Additional transaction-specific provisions apply in resolving these transactions. See Questions and Answers for Announcement 2005-80 at http://www.irs.gov for those specific provisions.
B. Transaction Costs Generally Allowed as an Ordinary Loss. A person settling under this initiative will be allowed to treat as an ordinary loss those transaction costs, including promoter fees and fees paid for accounting, appraisal, and legal services, actually paid by the taxpayer. If tax benefits, including benefits attributable to transaction costs, were claimed in a year barred by the period of limitations on assessment, then transaction costs will be allowed as an ordinary loss only to the extent the transaction costs exceed the tax benefits claimed in the barred years.
C. Tax-Exempt Entities. Where a transaction includes a tax-exempt entity as a party, resolution for the taxpayer may require the tax-exempt entity to disburse any funds received as a result of the transaction. As noted in paragraph A of this section 4, excise taxes may also apply. If an eligible taxpayer created a tax-exempt entity specifically for the purpose of accommodating an abusive or tax-avoidance transaction, or if an entity created by an eligible taxpayer has engaged in abusive transactions as a substantial part of its activities, the entity may also be required to agree to revocation of its exemption.
D. Multi-Party Transactions. The Service generally expects that all parties to a transaction (e.g., an employer and employee) will elect to resolve the transaction under this initiative.

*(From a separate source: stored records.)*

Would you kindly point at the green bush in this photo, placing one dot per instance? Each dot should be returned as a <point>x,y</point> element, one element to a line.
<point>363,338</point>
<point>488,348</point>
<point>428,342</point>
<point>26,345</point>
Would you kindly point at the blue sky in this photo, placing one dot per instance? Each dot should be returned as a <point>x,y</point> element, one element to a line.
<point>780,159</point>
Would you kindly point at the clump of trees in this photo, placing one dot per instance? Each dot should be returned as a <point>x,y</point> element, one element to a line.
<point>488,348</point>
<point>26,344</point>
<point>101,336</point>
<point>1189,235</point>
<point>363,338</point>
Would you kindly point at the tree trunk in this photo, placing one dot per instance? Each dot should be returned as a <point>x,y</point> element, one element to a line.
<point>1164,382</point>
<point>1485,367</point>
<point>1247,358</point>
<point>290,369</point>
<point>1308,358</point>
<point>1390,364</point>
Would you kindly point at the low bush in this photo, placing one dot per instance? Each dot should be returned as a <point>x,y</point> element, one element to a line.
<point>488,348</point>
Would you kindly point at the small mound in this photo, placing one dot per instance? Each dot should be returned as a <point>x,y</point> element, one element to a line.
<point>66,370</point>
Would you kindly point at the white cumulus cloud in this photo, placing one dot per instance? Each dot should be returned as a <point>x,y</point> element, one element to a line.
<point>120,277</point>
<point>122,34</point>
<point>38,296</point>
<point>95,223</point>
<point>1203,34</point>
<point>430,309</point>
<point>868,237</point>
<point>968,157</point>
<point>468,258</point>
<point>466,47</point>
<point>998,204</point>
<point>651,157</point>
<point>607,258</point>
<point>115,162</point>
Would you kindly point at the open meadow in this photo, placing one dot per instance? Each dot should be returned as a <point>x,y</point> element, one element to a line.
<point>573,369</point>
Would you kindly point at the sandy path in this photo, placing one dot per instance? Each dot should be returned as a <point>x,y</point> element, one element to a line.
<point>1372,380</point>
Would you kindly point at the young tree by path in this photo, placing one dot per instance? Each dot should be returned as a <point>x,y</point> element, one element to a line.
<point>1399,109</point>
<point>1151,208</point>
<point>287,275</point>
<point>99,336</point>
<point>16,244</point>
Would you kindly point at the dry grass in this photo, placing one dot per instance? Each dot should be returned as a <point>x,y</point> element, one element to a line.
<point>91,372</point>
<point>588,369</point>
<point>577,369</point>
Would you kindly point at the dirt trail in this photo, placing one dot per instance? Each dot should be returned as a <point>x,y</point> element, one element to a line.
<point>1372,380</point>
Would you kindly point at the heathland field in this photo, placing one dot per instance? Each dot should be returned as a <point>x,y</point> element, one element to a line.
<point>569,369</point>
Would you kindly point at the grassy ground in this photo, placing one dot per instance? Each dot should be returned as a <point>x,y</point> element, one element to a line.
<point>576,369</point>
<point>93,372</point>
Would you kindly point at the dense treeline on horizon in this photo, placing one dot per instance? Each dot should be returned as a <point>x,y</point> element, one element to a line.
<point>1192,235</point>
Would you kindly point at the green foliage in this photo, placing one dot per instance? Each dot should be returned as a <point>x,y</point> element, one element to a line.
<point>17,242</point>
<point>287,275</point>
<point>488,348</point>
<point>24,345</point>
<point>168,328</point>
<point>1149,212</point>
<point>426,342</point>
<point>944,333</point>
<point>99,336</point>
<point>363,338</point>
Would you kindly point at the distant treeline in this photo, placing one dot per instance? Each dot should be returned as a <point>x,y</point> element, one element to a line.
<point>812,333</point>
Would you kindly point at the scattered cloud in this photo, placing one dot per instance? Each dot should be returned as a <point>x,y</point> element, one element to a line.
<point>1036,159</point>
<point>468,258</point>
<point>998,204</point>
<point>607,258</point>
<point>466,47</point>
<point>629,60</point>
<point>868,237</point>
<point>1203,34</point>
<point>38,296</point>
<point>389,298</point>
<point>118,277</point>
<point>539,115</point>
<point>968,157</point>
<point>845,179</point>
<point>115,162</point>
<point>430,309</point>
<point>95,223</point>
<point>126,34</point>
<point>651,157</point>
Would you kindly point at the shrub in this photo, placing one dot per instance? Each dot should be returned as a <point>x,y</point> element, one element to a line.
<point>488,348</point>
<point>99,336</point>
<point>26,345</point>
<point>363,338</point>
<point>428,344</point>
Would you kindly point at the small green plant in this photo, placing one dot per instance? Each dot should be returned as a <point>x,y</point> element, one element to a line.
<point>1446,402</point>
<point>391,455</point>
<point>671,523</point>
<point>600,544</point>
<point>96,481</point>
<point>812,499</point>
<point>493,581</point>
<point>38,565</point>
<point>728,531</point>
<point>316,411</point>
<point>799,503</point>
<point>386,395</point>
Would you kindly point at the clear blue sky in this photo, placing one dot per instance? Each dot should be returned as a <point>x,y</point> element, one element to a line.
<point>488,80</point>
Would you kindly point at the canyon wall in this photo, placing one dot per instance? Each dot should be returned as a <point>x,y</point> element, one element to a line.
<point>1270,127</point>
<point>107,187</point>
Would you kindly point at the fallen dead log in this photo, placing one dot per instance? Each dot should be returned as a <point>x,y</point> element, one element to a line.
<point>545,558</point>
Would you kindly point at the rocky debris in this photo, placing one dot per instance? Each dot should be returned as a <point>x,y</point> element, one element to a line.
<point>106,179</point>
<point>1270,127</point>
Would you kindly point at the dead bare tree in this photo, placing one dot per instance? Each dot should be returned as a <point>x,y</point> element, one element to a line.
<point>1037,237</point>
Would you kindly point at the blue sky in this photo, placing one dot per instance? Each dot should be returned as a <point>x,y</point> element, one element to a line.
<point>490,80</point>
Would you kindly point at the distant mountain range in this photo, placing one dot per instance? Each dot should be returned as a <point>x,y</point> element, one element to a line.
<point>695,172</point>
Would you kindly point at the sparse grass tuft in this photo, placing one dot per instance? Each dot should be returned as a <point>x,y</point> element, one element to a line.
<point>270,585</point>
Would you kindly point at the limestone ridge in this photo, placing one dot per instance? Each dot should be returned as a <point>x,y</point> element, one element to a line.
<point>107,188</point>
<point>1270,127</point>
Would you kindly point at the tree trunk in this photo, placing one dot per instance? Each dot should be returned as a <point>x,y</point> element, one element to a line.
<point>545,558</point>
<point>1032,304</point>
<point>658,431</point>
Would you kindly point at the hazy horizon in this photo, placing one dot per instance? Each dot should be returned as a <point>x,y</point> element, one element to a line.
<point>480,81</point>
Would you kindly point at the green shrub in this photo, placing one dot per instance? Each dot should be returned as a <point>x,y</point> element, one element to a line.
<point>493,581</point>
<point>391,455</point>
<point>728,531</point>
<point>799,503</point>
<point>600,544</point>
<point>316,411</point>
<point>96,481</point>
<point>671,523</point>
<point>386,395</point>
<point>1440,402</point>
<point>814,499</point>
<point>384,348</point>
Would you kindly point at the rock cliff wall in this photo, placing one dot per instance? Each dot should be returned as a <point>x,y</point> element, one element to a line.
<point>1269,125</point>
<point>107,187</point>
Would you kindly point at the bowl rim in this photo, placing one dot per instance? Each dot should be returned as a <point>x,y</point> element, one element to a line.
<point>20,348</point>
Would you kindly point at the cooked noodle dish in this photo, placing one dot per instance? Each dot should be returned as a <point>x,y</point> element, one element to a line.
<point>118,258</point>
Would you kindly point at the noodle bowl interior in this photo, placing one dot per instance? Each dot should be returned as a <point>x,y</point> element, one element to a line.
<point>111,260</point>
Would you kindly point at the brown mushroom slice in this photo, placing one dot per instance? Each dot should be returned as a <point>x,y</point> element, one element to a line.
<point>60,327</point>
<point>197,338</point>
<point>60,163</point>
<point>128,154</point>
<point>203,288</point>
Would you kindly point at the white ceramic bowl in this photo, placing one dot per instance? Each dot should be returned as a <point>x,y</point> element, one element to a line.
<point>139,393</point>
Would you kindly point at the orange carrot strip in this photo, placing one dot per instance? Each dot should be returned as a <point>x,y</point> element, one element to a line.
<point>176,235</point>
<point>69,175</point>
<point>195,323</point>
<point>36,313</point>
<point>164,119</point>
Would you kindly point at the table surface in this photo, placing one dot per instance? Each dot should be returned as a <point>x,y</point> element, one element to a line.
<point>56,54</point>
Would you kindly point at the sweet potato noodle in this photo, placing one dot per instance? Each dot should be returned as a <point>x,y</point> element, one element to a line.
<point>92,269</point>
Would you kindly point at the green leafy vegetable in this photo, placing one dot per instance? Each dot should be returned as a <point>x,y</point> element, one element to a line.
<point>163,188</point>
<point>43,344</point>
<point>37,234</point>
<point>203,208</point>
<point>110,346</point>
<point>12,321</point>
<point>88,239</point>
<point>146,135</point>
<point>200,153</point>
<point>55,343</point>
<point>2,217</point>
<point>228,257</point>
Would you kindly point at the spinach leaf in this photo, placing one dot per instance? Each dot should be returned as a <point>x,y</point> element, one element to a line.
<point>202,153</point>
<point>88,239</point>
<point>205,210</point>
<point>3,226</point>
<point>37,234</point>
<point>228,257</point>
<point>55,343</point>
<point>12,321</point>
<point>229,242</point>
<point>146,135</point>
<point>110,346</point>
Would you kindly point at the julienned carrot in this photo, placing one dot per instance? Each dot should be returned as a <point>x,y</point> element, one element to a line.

The failure of all parties to the transaction to elect to resolve the transaction under this initiative will not automatically preclude settlement for the electing parties. If all parties do not elect to participate in this initiative, however, the Service reserves the right to not settle with the electing parties if it is not in the interest of sound tax administration to do so.
1. Except as otherwise provided in this paragraph E, a person that settles a transaction under this initiative will pay an accuracy-related penalty under § 6662 on the underpayment attributable to the transaction in the percentage amount provided for the transaction above in section 3.